戦後も、闇市の裸電球に照らされた真っ赤なリンゴと、
「可愛リンゴに唇寄せて」並木路子さんの歌うリンゴの唄は、
荒廃した街の中の庶民に希望を与えてくれました。


裸電球の下に店を開く準備が始まり、時間とともに市場内は徐々に熱気をはらみ活気づき、威勢のいい売り声が飛び交います

土を固めた床とベニヤを貼った壁と天井から、裸電球がぶら下がっているだけの3坪の店舗。


昨秋改装した店内には、裸電球の下で職人らが道産小豆の生あんを練り、薄皮で包む古い写真

粗末な裸電球に照らされた研究室が人生の道程の光と陰を暗示していた。


まもなく校舎は現在の陣屋跡に移ったが、古い木造校舎の広い教室に100ワットの裸電球がたった4個という貧弱なものであった


戦後、暗い裸電球の下で家族が寄り添って過した日々を思い出しています。


裸電球は隙間風に揺れ・・・


子どもたちは裸電球やアセチレンランプが灯るころまで、路地から路地へと駆け巡り、鬼ごっこやかくれんぼを楽しんだ。
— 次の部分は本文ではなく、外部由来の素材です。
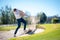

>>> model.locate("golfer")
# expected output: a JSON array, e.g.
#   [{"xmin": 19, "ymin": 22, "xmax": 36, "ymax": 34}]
[{"xmin": 13, "ymin": 8, "xmax": 26, "ymax": 37}]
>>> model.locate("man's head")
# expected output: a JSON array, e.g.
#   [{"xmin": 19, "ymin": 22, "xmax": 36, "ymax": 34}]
[{"xmin": 13, "ymin": 8, "xmax": 17, "ymax": 12}]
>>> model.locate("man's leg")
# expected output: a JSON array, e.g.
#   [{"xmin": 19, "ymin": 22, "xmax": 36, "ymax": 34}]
[
  {"xmin": 14, "ymin": 19, "xmax": 21, "ymax": 37},
  {"xmin": 22, "ymin": 18, "xmax": 26, "ymax": 30}
]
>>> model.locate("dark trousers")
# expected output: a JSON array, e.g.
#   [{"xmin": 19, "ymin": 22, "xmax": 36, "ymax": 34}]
[{"xmin": 14, "ymin": 18, "xmax": 26, "ymax": 34}]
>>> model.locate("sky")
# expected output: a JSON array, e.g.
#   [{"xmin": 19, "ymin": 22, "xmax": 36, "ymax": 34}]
[{"xmin": 0, "ymin": 0, "xmax": 60, "ymax": 16}]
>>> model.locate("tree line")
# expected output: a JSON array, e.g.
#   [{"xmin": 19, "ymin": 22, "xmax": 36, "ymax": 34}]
[{"xmin": 0, "ymin": 6, "xmax": 60, "ymax": 24}]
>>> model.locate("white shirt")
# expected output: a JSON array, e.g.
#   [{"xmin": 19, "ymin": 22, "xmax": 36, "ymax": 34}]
[{"xmin": 14, "ymin": 10, "xmax": 21, "ymax": 19}]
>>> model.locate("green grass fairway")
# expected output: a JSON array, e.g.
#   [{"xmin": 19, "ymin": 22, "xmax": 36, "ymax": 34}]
[
  {"xmin": 9, "ymin": 24, "xmax": 60, "ymax": 40},
  {"xmin": 0, "ymin": 26, "xmax": 16, "ymax": 31}
]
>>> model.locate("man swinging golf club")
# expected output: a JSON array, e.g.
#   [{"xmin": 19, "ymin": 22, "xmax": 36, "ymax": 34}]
[{"xmin": 13, "ymin": 8, "xmax": 26, "ymax": 37}]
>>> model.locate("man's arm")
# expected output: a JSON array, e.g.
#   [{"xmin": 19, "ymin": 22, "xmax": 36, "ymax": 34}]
[{"xmin": 20, "ymin": 10, "xmax": 26, "ymax": 16}]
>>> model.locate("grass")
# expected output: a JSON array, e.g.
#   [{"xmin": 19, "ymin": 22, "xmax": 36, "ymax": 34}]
[
  {"xmin": 9, "ymin": 24, "xmax": 60, "ymax": 40},
  {"xmin": 0, "ymin": 25, "xmax": 28, "ymax": 31}
]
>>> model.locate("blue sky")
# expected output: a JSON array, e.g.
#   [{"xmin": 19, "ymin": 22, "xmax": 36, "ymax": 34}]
[{"xmin": 0, "ymin": 0, "xmax": 60, "ymax": 16}]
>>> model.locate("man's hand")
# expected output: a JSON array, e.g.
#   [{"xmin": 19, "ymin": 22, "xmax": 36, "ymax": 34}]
[{"xmin": 20, "ymin": 10, "xmax": 25, "ymax": 17}]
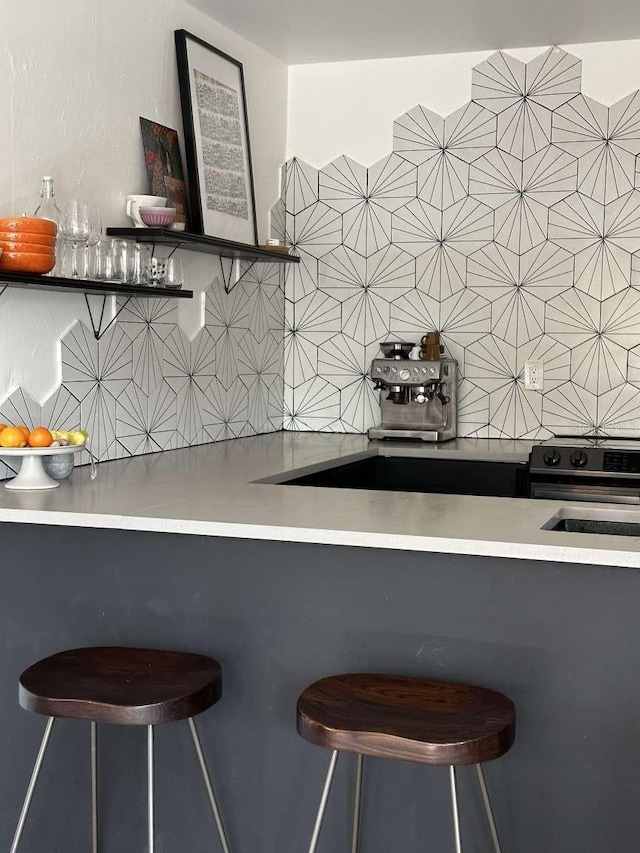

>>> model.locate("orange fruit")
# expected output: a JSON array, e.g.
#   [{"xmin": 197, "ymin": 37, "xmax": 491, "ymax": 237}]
[
  {"xmin": 0, "ymin": 427, "xmax": 27, "ymax": 447},
  {"xmin": 28, "ymin": 427, "xmax": 53, "ymax": 447}
]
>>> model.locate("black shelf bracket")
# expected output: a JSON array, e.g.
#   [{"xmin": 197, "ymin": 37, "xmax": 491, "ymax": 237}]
[
  {"xmin": 218, "ymin": 255, "xmax": 256, "ymax": 293},
  {"xmin": 84, "ymin": 293, "xmax": 133, "ymax": 341}
]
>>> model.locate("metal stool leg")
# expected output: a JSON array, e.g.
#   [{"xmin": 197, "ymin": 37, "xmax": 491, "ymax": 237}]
[
  {"xmin": 147, "ymin": 726, "xmax": 155, "ymax": 853},
  {"xmin": 10, "ymin": 717, "xmax": 54, "ymax": 853},
  {"xmin": 189, "ymin": 717, "xmax": 229, "ymax": 853},
  {"xmin": 476, "ymin": 764, "xmax": 502, "ymax": 853},
  {"xmin": 91, "ymin": 722, "xmax": 98, "ymax": 853},
  {"xmin": 449, "ymin": 765, "xmax": 462, "ymax": 853},
  {"xmin": 309, "ymin": 749, "xmax": 338, "ymax": 853},
  {"xmin": 351, "ymin": 753, "xmax": 364, "ymax": 853}
]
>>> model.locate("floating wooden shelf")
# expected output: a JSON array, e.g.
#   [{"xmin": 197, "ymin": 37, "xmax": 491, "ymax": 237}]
[
  {"xmin": 107, "ymin": 228, "xmax": 300, "ymax": 264},
  {"xmin": 0, "ymin": 271, "xmax": 193, "ymax": 299},
  {"xmin": 0, "ymin": 271, "xmax": 193, "ymax": 340},
  {"xmin": 107, "ymin": 228, "xmax": 300, "ymax": 293}
]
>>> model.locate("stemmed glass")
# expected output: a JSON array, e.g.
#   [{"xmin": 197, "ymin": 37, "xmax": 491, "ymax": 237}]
[
  {"xmin": 82, "ymin": 204, "xmax": 104, "ymax": 278},
  {"xmin": 60, "ymin": 199, "xmax": 91, "ymax": 278}
]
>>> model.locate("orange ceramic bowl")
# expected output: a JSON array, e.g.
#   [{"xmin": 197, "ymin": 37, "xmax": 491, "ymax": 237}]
[
  {"xmin": 0, "ymin": 239, "xmax": 56, "ymax": 255},
  {"xmin": 0, "ymin": 229, "xmax": 56, "ymax": 249},
  {"xmin": 0, "ymin": 252, "xmax": 56, "ymax": 275},
  {"xmin": 0, "ymin": 216, "xmax": 58, "ymax": 237}
]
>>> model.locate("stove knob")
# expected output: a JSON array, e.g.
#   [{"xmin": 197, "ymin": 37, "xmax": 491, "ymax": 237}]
[
  {"xmin": 542, "ymin": 447, "xmax": 560, "ymax": 465},
  {"xmin": 570, "ymin": 450, "xmax": 589, "ymax": 468}
]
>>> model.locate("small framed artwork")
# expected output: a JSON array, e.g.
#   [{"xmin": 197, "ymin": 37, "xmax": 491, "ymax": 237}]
[
  {"xmin": 175, "ymin": 30, "xmax": 258, "ymax": 245},
  {"xmin": 140, "ymin": 118, "xmax": 187, "ymax": 230}
]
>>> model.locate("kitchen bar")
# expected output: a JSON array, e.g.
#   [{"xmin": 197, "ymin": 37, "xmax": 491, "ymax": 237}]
[{"xmin": 0, "ymin": 433, "xmax": 640, "ymax": 853}]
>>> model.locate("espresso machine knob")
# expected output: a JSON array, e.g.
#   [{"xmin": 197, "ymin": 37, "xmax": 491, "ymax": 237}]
[
  {"xmin": 436, "ymin": 385, "xmax": 451, "ymax": 406},
  {"xmin": 570, "ymin": 449, "xmax": 589, "ymax": 468}
]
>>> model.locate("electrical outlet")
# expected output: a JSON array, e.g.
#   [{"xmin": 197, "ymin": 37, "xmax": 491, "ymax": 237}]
[{"xmin": 524, "ymin": 361, "xmax": 544, "ymax": 391}]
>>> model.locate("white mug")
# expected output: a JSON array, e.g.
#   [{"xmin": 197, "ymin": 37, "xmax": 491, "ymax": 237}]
[{"xmin": 126, "ymin": 195, "xmax": 168, "ymax": 228}]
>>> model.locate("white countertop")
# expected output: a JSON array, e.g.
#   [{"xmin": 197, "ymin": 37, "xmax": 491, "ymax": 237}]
[{"xmin": 0, "ymin": 432, "xmax": 640, "ymax": 567}]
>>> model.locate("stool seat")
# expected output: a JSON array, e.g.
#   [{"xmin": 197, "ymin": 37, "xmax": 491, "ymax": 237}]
[
  {"xmin": 298, "ymin": 673, "xmax": 515, "ymax": 766},
  {"xmin": 19, "ymin": 647, "xmax": 222, "ymax": 726}
]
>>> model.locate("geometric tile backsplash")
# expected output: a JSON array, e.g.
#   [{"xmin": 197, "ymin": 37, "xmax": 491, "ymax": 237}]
[
  {"xmin": 0, "ymin": 264, "xmax": 284, "ymax": 478},
  {"xmin": 5, "ymin": 48, "xmax": 640, "ymax": 478},
  {"xmin": 272, "ymin": 48, "xmax": 640, "ymax": 438}
]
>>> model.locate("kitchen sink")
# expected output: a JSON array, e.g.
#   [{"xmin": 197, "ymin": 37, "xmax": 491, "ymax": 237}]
[
  {"xmin": 261, "ymin": 455, "xmax": 528, "ymax": 498},
  {"xmin": 542, "ymin": 507, "xmax": 640, "ymax": 536}
]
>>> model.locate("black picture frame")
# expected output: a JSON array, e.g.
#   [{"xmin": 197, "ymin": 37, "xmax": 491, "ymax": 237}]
[{"xmin": 174, "ymin": 30, "xmax": 258, "ymax": 246}]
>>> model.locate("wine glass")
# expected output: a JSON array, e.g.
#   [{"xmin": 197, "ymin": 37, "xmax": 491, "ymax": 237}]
[
  {"xmin": 162, "ymin": 258, "xmax": 184, "ymax": 290},
  {"xmin": 60, "ymin": 199, "xmax": 91, "ymax": 278},
  {"xmin": 82, "ymin": 204, "xmax": 104, "ymax": 278}
]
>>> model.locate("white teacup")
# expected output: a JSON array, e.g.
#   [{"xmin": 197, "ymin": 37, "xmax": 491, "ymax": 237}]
[{"xmin": 126, "ymin": 195, "xmax": 168, "ymax": 228}]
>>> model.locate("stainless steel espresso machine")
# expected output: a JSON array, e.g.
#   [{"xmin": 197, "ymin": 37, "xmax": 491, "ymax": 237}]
[{"xmin": 369, "ymin": 341, "xmax": 458, "ymax": 441}]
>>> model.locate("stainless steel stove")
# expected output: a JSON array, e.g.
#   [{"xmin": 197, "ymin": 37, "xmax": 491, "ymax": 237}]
[{"xmin": 529, "ymin": 435, "xmax": 640, "ymax": 504}]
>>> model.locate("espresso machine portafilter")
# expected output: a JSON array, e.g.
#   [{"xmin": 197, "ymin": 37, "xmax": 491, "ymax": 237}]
[{"xmin": 369, "ymin": 341, "xmax": 458, "ymax": 441}]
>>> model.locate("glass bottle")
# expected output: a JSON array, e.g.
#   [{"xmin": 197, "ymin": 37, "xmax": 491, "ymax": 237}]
[
  {"xmin": 33, "ymin": 175, "xmax": 62, "ymax": 225},
  {"xmin": 33, "ymin": 175, "xmax": 64, "ymax": 275}
]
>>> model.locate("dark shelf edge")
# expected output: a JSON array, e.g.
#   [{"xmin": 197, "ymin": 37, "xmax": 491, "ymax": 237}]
[
  {"xmin": 0, "ymin": 271, "xmax": 193, "ymax": 299},
  {"xmin": 107, "ymin": 227, "xmax": 300, "ymax": 264}
]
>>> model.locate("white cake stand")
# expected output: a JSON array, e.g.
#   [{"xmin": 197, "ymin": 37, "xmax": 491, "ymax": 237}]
[{"xmin": 0, "ymin": 444, "xmax": 86, "ymax": 490}]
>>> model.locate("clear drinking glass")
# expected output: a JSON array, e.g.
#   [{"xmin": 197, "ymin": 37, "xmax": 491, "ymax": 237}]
[
  {"xmin": 60, "ymin": 199, "xmax": 91, "ymax": 278},
  {"xmin": 133, "ymin": 243, "xmax": 152, "ymax": 284},
  {"xmin": 111, "ymin": 240, "xmax": 136, "ymax": 284},
  {"xmin": 162, "ymin": 258, "xmax": 184, "ymax": 290},
  {"xmin": 82, "ymin": 204, "xmax": 104, "ymax": 278},
  {"xmin": 92, "ymin": 237, "xmax": 114, "ymax": 281}
]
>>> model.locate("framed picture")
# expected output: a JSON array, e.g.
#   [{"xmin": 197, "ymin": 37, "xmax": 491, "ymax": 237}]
[
  {"xmin": 175, "ymin": 30, "xmax": 258, "ymax": 245},
  {"xmin": 140, "ymin": 118, "xmax": 188, "ymax": 229}
]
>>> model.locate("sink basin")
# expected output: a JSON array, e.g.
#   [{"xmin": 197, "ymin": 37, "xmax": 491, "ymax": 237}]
[
  {"xmin": 542, "ymin": 507, "xmax": 640, "ymax": 536},
  {"xmin": 261, "ymin": 454, "xmax": 528, "ymax": 498}
]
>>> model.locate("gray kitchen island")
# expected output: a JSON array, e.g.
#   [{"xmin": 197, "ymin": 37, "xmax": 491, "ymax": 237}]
[{"xmin": 0, "ymin": 433, "xmax": 640, "ymax": 853}]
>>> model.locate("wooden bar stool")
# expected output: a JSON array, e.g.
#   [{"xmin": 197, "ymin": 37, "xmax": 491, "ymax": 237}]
[
  {"xmin": 11, "ymin": 648, "xmax": 229, "ymax": 853},
  {"xmin": 298, "ymin": 674, "xmax": 515, "ymax": 853}
]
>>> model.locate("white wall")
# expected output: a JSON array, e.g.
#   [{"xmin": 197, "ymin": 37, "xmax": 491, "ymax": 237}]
[
  {"xmin": 0, "ymin": 0, "xmax": 287, "ymax": 401},
  {"xmin": 287, "ymin": 40, "xmax": 640, "ymax": 167}
]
内部には裸電球や石油ランプを吊るし、買出し用のリュックなど当時の生活をしのぶ資料が展示されていました。
http://uenonorenkai.com/book201009-2.htm


戦後はバラックのような家を建てて暮らしていた人がいた。自分の父親が建てた風呂もそうだった。何にもないところからはじまった。だから裸電球が希望の灯のように見えたというのは考えられないけどそうだったのである。裸電球でも電気の灯であり明るい未来を示していたのである。


廃線の暗いトンネルの奥の記憶



真っ暗な廃線の中のトンネルの奥なのか

記憶をたどるということはそういうことか

そのトンネルの奥に記憶が残っている

北風が外で唸り吹いていた

平屋の古い家に風がふきつける

がらんとした広い家に裸電球だけが灯っている

そこに自分の昔の古い家があった

記憶をつなぎあわせるが定かではない

記憶もこうもはかないものなのか

父、母、姉・・・・二人はもう死んだ

日々記憶は遠ざかってゆく・・・

死んだ人とは記憶の中でしか会えない・・・

それも朧であり廃線の暗いトンネルの奥なのだ



記憶はまさに廃線である。その廃線の跡をたどるのが昔の記憶なのである。人間も終わって見れば最後に残ったのは記憶である。しかしその記憶も定かではない、真っ暗な冷たい廃線のトンネルの奥なのである。そのトンネルの奥には明るい光景は見えてこない、そこに廃線となった駅の跡がむなしくあるだけである。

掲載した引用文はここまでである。